Friday, July 9, 2021

Will America ever be ready for its war soul alchemy?

Lately, I have featured Letters From an American historian and my and sometimes other of her readers' comments. Her Facebook page shows 1.4 million followers.

Heather Cox Richardson

an American historian and professor of history at Boston College, where she teaches courses on the American Civil War, the Reconstruction Era, the American West, and the Plains Indians. She previously taught history at MIT and the University of Massachusetts Amherst. Wikipedia

Below is the lead to Heather's July 8 letter. Below my comment is her full letter. Even if I were not a blogger, I think I would know her daily letters require a lot of blood, sweat and tears.

Today, President Joe Biden announced that the military mission of the United States in Afghanistan will end on August 31. We have been in that country for almost 20 years and have lost 2448 troops and personnel. Another 20,722 Americans have been wounded. Estimates of civilian deaths range from 35,000 to 40,000. The mission has cost more than a trillion dollars.


Thank you, Heather

How the American-led wars in Afghanistan and Iraq turned out is proof they were bad ideas in the first place, likewise America's war in Vietnam. History doesn't repeat itself entirely, but it does rhyme, as you keep reminding.

I found very few Americans who wondered about President John F. Kennedy being killed after he got cold feet about expanding America's military footprint in Vietnam, and Martin Luther King being killed after he came out against the Vietnam war as a rich white man's war.

I found very few Americans who were not appalled that President Barack Obama accepted the Nobel Peace Prize while he continued the Bush-Cheney wars in Afghanistan and Iraq.

I searched online and found several articles indicating Congressman Biden voted for both wars, but much later was a bit fuzzy about that. Here's a link to a CNN article: https://www.cnn.com/2019/12/31/politics/fact-check-biden-buttigieg-iraq-afghanistan/index.html.

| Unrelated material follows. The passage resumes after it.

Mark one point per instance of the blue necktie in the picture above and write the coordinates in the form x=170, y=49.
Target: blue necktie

I suppose it's too much for most Americans to admit that the wars in Vietnam, Afghanistan and Iraq were not worth one American or enemy soldier killed, wounded or battle-shocked (PTSD); not worth one penny spent; not worth one second of division in America over those wars.

I suppose it's too much for most Americans to admit those three wars were rich white men's wars for corporate profit.

Do Christian Americans who were, perhaps still are, for such wars, see those wars trampled everything Jesus said and stood for?

President Bill Clinton made a national apology to Vietnam for that war. Will President Joe Biden make a national apology to Afghanistan and Iraq for those wars?

Some time ago, I was moved to write a metaphysical perspective of 911 at a website a woman friend of mine and I had started. Here's a link to that article: https://www.intuitive-explorations.com/metaphysical-view-of-9-11/

It begins with my being asked in my sleep three nights before 911, "Will you make a prayer for a Divine Intervention for all of humanity?" I woke up, made the prayer.

On 911, my concern was America would start another war like Vietnam.

A few days later, I heard from the same source that America should get out of the Middle East altogether and let Israel and Islam work it out or fight it out, and in that way learn which of them is God's chosen people.

Later, I wondered: if I were a professional jumbo jet airline pilot, I would not be able to imagine how amateur Arab pilots were capable of maneuvering those giant airliners to the Twin Towers and the Pentagon all by their lonesomes.

The article also lays out the Bible roots of Islam's antipathy toward Judaism and Christendom, and how I was forced to repeatedly look in the mirror at myself, instead of elsewhere.

I was raised Christian, but along the way things happened and the article reflects some of that grueling change.